Who were these people? There was no indication, still less interest, although towards the end Belmonte claimed that his father was richer than Donald Trump. Had the drugs – yes, surely you must have guessed there would be drugs – come around earlier, one might have ascribed everything to their influence. Perhaps that was the point, that anything people do while under the influence is unspeakably tedious to anyone else and probably to them too. If so, perhaps Garcia would like to make a film about it; but then that would not provoke, or cost so much money. We saw some crystal meth paraphernalia wheeled on, though, so that was daring, and also, naturally, lots of additional people wandered around – there was little in the way of Personenregie – in various states of undress. Cartoon characters came and went. Oh, and of course, our ‘monster truck’ was driven around a little more onstage, while further film footage was played. There were a few explosions at the end, perhaps to wake up those who, inexplicably, had been neither mentally nor physically aroused. I am sure the goings-on will have offended those they were intended to offend; as for me, I wished I had stayed at home to listen to the Staatskapelle Dresden, Karl Böhm, and company.

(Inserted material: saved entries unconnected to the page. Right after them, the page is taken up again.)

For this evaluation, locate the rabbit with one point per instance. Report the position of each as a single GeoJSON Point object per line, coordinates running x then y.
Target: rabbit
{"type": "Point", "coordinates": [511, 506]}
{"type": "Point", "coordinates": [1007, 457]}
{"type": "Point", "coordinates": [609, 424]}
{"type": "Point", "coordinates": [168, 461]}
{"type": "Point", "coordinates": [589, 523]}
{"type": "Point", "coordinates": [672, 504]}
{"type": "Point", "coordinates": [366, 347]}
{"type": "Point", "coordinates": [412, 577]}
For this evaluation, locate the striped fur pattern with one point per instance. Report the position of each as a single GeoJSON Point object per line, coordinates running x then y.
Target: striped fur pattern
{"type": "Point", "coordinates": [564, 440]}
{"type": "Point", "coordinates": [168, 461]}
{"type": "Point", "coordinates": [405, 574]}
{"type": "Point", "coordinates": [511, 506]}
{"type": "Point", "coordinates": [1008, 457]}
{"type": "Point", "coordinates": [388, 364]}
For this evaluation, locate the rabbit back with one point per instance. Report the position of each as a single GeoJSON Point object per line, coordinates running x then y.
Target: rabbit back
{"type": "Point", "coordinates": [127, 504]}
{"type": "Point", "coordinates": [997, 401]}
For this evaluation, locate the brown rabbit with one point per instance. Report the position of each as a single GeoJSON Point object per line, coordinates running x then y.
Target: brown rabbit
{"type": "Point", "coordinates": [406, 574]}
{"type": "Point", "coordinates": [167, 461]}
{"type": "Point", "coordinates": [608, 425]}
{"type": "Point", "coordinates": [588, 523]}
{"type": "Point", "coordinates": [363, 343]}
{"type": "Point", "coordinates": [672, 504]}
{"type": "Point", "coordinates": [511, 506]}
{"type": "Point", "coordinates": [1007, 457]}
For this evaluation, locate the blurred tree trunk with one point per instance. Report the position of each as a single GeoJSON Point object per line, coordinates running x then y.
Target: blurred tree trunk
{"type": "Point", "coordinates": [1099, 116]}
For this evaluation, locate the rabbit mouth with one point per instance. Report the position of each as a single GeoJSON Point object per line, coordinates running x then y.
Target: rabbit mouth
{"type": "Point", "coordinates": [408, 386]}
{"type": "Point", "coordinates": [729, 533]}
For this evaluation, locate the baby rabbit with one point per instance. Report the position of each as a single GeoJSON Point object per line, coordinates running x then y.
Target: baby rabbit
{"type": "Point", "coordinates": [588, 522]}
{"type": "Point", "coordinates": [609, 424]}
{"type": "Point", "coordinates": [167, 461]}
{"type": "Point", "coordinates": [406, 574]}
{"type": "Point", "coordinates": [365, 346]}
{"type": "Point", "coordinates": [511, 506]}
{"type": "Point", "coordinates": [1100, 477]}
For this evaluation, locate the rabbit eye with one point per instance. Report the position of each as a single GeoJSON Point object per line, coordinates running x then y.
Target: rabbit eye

For a vintage orchestral evening it certainly was not. Conductor Nicholas Milton seemed determined to treat Mozart like Rossini, harried, hurried, and little else – save for when he engaged arbitrarily in pulling the score around, as if he had suddenly been told to inject a little imitation Harnoncourt into proceedings. (For what it is worth, Harnoncourt quite rightly loathed conducting that had Mozart reduced to Rossini.) The orchestra sounded at best as if it were going through the motions, and frankly who could blame it? Perhaps it was a reading intended to complement the shallowness onstage, but somehow I doubt it. Singing, thank goodness, fared better; as, to be fair, did the excellent work of the Deutsche Oper’s Statisterie. Bass Patrick Guetti stole the show as Osmin, in a committed performance as thoughtful as it was virile. Matthew Newlin’s sweet-toned Belmonte and Gloria Rehm’s spirited Blonde almost impressed. If intonation from the other two singers sometimes left a little to be desired, I suspect it would be fairer to assess their contributions in a better production. At any rate, I am unlikely to return to this.